Kios Terbakar 500 Lebih Akibat Pasar Kroya Terbakar

Bupati Cilacap saat meninjau kebakaran Pasar Kroya, Kamis (23/12/2021). Bupati memastikan jumlah kios terbakar 500 lebih termasuk lapak dan los di Pasar Kroya. (doc)

CILACAP – Jumlah kios saat Pasar Kroya pada Kamis (23/12/2021) sore, terbakar dipastikan lebih dari 500 buah. Angka ini lebih banyak dari perkiraan semula yang hanya mencapai 300-an.

Kebakaran Pasar Kroya bermula dari munculnya kepulan asap di lantai 2. Api kemudian menyebar dengan cepat ke seluruh bagian pasar. Mulai dari lantai 1 di blok yang sama sampai blok lainnya. Hingga sekitar pukul 17.00 api sudah menyebar ke seluruh blok, di sisi utara dan selatan Pasar Kroya.

Bupati Cilacap, Tatto Suwarto Pamuji saat menggelar konfrensi press Jumat (24/12/2021) memastikan, kios terbakar dipastikan lebih dari 500. Jumlah ini termasuk los dan lapak para pedagang Pasar Kroya.

“Identifikasi pertama ada 300, tapi ternyata ada 500,” ujar Bupati.

Dia menambahkan, hal ini menjadi kebakaran terbesar untuk kategori pasar milik pemerintah kabupaten.

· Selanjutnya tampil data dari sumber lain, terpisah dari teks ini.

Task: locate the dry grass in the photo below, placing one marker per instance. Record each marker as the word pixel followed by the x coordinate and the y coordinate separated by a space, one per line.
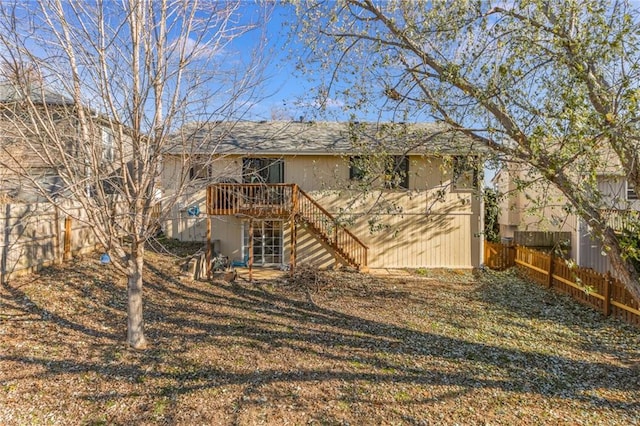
pixel 329 348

Ini dengan menghitung seluruh bangunan tempat pedagang berjualan yang ludes terbakar tanpa sisa. Selain itu, di Pasar Kroya juga ada toserba yang ikut luluh lantah tersapu si jago merah.

“Ini yang terbesar karena tidak ada sisa sama sekali,” kata dia.

Sampai saat jumpa pers, pemerintah masih melakukan investigasi lanjutan untuk menghitung kerugian akibat kejadian tersebut. Petugas berasal dari Dinas Perdagangan Koperasi dan UMKM, BPBD dan Satpol PP Cilacap.

“Masih di lokasi untuk menghitung kerugian,” kata Tatto.

Dia mengapresiasi langkah para petugas yang mampu melokalisir api hingga tidak menyebar ke perkampungan penduduk. Meski pada akhirnya, Pasar Kroya ludes terbakar tanpa ada sisa. Demikian juga dengan langkah petugas memastikan agar warga bisa selamat dari kobaran api.

“Tidak ada korban jiwa. Api hanya di sekitar pasar saja,” tegasnya.

Tak lupa Bupati mengucapkan terima kasih kepada semua pihak yang sudah bekerja keras memadamkan api. Jumlah kios terbakar mencapai 500 lebih dan sudah padam berkat bantuan dari berbagai pihak. Seperti mobil pemadam kebakaran dari Kabupaten Banyumas, Kebumen, Purbalingga dan PLTU.